The price jump represents a sharp 7-cent increase in a single day – the steepest daily climb in over a month. Since late February, when U.S. and Israeli forces launched attacks against Iran, fuel costs have surged by $1.19 per gallon, marking more than a 40% increase.
Drivers nationwide are experiencing significant financial strain as energy expenses climb amid Middle Eastern warfare that has severely restricted shipping through the Strait of Hormuz. This crucial maritime passage handles approximately one-fifth of global oil and gas transportation.
“There has been no progress there at all and crude oil prices are increasing because of it,” said Rystad Energy analyst Susan Bell.

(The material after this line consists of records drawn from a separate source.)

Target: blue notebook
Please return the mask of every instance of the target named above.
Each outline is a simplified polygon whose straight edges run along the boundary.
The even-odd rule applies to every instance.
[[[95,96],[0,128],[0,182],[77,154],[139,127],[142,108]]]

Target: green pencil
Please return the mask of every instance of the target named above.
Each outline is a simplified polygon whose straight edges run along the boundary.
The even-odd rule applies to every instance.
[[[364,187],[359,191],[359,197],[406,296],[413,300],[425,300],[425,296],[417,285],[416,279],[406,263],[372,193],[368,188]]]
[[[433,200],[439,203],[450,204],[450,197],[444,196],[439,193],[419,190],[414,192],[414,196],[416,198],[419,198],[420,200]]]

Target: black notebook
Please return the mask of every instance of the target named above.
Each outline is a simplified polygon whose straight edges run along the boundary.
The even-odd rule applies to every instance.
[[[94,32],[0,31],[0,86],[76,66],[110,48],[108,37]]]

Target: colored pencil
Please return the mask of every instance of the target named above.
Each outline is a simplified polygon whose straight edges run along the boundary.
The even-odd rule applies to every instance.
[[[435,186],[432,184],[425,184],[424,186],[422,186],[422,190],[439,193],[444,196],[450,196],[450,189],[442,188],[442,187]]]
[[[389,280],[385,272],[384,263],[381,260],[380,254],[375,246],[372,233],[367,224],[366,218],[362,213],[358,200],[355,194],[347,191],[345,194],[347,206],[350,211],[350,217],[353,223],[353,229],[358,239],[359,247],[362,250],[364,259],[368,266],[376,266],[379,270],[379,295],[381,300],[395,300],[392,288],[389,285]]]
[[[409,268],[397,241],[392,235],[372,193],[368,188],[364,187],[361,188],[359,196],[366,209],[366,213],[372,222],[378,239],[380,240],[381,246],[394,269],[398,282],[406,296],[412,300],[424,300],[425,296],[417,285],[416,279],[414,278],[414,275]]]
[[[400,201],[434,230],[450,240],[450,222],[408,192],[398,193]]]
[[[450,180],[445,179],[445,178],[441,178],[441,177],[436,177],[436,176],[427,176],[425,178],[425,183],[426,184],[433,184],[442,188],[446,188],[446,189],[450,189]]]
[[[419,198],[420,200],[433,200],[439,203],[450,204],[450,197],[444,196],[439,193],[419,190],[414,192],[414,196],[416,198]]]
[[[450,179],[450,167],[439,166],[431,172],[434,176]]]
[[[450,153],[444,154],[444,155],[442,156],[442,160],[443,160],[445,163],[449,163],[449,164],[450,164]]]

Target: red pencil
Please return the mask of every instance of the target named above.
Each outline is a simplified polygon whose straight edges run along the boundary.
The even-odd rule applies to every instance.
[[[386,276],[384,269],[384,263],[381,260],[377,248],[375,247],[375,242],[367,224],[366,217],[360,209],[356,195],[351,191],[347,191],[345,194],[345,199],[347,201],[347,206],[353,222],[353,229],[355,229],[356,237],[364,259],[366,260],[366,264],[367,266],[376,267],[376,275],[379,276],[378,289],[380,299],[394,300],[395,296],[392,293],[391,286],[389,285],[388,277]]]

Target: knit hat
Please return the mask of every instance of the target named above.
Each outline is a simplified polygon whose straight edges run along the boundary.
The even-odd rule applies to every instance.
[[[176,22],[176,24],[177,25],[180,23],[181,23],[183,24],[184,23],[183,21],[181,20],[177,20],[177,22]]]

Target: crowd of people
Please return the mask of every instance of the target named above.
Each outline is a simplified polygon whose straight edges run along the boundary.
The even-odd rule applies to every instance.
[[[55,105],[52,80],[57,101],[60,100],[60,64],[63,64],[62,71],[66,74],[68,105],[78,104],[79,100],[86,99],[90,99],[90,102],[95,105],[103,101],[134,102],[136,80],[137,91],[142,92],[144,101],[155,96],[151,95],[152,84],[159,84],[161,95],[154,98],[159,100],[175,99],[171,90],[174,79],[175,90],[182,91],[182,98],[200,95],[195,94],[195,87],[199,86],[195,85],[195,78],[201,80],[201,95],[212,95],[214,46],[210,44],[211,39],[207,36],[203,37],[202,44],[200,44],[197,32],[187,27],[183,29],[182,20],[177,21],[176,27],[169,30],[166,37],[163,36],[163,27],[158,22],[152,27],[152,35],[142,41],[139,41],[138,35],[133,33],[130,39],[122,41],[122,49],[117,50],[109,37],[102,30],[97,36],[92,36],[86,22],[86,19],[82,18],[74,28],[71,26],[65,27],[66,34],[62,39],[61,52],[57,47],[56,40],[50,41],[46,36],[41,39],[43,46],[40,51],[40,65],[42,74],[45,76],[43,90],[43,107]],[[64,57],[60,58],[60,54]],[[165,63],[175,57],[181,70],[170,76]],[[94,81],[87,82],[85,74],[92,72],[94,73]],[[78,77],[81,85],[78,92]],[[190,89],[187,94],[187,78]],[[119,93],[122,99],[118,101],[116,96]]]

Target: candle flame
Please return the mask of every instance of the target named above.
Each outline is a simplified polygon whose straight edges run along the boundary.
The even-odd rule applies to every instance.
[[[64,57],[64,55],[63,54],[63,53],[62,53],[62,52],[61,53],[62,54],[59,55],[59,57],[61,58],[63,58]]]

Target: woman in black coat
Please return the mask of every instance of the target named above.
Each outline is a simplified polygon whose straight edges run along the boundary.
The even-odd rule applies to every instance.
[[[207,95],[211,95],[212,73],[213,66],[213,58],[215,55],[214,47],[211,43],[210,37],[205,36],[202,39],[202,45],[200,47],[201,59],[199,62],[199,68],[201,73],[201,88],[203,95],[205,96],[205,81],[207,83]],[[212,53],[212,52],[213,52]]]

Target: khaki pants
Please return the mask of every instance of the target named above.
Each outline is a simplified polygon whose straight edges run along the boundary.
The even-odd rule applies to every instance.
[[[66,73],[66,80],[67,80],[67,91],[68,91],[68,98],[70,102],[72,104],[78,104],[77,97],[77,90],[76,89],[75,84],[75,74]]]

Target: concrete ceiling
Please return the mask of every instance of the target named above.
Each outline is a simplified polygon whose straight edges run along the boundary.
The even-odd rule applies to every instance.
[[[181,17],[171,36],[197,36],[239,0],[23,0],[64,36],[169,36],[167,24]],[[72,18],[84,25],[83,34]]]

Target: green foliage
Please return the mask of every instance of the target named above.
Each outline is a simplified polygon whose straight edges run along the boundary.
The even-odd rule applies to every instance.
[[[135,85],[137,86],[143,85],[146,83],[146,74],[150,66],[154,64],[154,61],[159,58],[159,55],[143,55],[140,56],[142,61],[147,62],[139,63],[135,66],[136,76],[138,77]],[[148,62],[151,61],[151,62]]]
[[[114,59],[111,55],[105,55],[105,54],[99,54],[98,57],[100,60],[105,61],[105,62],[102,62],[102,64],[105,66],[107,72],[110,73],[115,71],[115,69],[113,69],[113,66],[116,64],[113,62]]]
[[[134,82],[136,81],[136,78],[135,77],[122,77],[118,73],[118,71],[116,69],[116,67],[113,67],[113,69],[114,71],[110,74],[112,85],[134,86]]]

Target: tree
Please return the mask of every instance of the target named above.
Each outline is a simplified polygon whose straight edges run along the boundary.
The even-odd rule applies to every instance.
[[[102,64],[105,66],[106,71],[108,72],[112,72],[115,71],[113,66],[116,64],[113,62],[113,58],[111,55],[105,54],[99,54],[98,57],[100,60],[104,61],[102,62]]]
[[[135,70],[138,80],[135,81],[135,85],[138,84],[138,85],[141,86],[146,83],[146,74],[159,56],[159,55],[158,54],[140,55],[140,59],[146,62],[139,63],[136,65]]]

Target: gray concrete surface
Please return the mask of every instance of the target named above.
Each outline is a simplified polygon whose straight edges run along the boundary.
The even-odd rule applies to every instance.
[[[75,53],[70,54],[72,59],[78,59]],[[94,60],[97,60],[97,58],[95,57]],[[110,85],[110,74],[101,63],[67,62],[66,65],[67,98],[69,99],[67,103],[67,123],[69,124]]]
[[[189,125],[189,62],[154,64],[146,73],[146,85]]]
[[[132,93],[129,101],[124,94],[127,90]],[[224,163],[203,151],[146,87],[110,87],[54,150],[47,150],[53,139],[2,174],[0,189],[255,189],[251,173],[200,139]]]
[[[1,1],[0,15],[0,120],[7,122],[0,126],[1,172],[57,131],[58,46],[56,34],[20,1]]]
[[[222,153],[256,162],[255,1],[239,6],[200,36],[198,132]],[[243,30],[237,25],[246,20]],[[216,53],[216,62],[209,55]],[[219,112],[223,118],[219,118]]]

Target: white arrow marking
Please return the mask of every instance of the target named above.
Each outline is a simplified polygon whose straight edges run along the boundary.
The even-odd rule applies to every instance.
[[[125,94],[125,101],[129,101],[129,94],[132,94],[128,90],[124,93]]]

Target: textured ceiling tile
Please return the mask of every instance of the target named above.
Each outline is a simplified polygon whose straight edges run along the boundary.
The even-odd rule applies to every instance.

Industry experts warn that gasoline costs may continue climbing if crude oil prices maintain their upward trajectory. Recent energy price spikes have particularly squeezed profit margins for fuel retailers across the nation.
Tom Kloza, chief energy advisor to Gulf Oil, explained that retail fuel margins have faced severe compression. While retailers traditionally maintain margins around 40 cents per gallon over the past five years, those margins have shrunk by approximately 30 cents as of last week.
“We had an abnormal situation where a lot of the recent increases in April never made it to the street,” Kloza noted. “The retailers have essentially been taking one for the team.” He emphasized that retail prices must increase or individual gas station operators will face losses on motor fuel sales.
Oil markets showed dramatic gains last week, with Brent crude futures jumping roughly 16% and U.S. West Texas Intermediate climbing nearly 13% as supply concerns intensified due to stalled peace negotiations regarding the Iran conflict. Earlier this month, oil prices had temporarily stabilized on hopes the Strait of Hormuz might reopen.
Refinery complications have compounded the supply shortage, particularly affecting the U.S. Midwest region, according to GasBuddy analyst Patrick De Haan. He predicted that Great Lakes area retailers might implement additional price increases as early as today.
Several major refineries are currently experiencing operational challenges. Phillips 66’s Wood River facility in Illinois, which processes 356,000 barrels daily, shut down its crude oil unit and additional sections in late February for a 45-day maintenance program.
Marathon Petroleum’s Robinson refinery in Illinois, handling 253,000 barrels per day, entered scheduled maintenance in mid-March with units expected to remain offline through mid-May.
Additionally, BP’s massive Whiting, Indiana refinery experienced a weekend power failure that forced the shutdown of one processing unit. The facility typically processes 440,000 barrels daily.
Rystad Energy data indicates that April has seen approximately 150,000 barrels per day of unexpected outages nationwide, combined with roughly 670,000 barrels daily of planned maintenance shutdowns.